飯嶋洋治のブログ

自動車系の著者です。

キングピン角の意味・自動車の基礎知識(80)

ステアリングを操作したときのタイヤの回転中心をキングピン軸といいます。これはクルマを横から見るとキャスター角になりますが、前後から見た時の左右の傾きをとくにキングピン角といいます。

キングピンというパーツはフロントサスペンションがリジッド式の場合には実際に存在します。独立式の場合には、このパーツがありませんが、ステアリングを切ったときのタイヤの回転中心があるので、それを仮想キングピン軸とか仮想キングピン角と呼びます。

きちんと知りたい!自動車サスペンションの基礎知識(日刊工業新聞社)
キングピン角によってステアリングの操作力を軽減する

キングピン角は通常は前後から見て内側に倒れる角度がついています。これはキャンバー角に関係なく、ステアリングの操作時のタイヤの回転中心とタイヤの接地面中心が接近するようにしているからです。

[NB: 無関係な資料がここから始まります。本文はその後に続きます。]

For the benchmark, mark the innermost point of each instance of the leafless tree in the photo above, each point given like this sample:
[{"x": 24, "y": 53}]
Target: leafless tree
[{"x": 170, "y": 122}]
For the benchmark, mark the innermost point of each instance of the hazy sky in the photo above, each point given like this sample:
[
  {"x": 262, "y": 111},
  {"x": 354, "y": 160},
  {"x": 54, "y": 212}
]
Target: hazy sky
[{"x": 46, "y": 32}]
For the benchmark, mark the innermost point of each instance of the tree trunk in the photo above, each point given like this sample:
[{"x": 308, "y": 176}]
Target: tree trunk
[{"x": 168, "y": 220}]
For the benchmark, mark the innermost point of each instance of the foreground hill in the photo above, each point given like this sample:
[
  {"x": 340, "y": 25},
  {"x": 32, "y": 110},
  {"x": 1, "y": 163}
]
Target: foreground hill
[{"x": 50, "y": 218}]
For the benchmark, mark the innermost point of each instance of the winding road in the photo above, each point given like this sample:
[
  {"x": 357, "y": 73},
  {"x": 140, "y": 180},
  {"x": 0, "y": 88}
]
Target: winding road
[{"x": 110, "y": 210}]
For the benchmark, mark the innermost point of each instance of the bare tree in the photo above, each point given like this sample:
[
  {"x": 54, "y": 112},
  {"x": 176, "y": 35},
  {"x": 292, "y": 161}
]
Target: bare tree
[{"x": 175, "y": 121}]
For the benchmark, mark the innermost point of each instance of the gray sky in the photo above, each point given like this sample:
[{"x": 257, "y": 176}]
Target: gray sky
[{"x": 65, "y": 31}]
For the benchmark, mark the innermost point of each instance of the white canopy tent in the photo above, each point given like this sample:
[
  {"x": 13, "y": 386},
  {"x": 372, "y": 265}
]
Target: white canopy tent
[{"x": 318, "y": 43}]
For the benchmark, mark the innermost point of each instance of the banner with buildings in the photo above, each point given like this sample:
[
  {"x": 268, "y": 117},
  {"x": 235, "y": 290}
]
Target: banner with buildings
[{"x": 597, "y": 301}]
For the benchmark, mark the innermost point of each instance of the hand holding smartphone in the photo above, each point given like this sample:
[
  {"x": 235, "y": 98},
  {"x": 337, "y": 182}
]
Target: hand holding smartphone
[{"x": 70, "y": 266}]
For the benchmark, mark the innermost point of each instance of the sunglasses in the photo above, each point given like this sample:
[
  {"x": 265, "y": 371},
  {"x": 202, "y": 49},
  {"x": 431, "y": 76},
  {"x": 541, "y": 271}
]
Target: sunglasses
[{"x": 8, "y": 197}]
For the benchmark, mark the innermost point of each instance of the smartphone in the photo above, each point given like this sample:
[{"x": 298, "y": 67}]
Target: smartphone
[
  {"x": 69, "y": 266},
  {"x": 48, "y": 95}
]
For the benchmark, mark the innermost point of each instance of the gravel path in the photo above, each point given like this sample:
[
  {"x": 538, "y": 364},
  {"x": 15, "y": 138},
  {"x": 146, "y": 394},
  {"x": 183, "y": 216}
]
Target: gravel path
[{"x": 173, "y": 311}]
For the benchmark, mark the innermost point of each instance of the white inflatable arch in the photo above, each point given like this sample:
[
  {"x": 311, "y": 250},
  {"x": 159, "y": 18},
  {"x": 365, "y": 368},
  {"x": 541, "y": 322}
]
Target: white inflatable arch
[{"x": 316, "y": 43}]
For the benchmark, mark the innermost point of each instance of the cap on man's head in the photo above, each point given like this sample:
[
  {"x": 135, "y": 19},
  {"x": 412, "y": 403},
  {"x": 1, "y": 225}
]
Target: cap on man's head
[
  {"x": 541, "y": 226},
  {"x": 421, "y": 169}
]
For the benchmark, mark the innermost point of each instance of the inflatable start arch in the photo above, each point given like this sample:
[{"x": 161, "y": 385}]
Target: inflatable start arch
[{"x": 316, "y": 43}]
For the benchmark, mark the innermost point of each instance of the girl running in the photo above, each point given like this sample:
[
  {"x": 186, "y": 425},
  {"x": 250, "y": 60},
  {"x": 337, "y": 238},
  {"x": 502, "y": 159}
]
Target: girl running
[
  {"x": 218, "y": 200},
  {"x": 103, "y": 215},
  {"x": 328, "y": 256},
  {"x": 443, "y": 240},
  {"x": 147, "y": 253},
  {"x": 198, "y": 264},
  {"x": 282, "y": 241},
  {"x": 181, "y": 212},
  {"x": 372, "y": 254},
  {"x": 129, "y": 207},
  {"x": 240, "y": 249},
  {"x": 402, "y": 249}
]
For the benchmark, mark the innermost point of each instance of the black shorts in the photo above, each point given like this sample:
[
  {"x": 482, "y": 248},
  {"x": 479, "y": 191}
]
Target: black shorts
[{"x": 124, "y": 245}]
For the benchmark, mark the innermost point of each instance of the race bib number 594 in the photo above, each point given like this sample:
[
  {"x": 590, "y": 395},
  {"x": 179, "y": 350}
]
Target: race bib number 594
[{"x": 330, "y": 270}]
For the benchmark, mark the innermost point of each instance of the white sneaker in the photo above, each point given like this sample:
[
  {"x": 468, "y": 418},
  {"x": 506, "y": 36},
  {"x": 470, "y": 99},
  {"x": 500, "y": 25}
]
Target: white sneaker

こうすることで、支点から作用点(下図①キングピン角のO-M)の距離が近くなるために、てこの原理でより小さい力でステアリング操作ができるようになります。

もうひとつ役割があります。クルマの地上高が変わらないと仮定した場合、キングピン角があることで、ステアリングを切るとタイヤは地面より下に動こうとします。これは直進状態でタイヤが一番高い位置にあり、ステアリングを切るとタイヤの位置が下るということです。

タイヤが直進状態に戻ろうとする力もサポートする

これは実際には、ステアリングを切るとクルマを持ち上げようという作用になります。このためキャスター角と同じくステアリングを握る力を弱めるとクルマは下に下がろうとしますから、ハンドルにセルフアライニングトルクが発生します。こうしてタイヤが直進状態に戻る力を助けているわけです。逆に考えるとキングピン角が強すぎるとハンドルが重くなるとも言えます。

きちんと知りたい!自動車サスペンションの基礎知識(日刊工業新聞社)

キングピン軸とタイヤの接地中心を同一にした例もあります。これはスバルff-1のサスペンションです。キングピン軸を内側に倒すのではなく、タイヤの接地中心と同一にすることで、操作力も小さく直進安定性にも優れます。FF方式では理想ともいえます。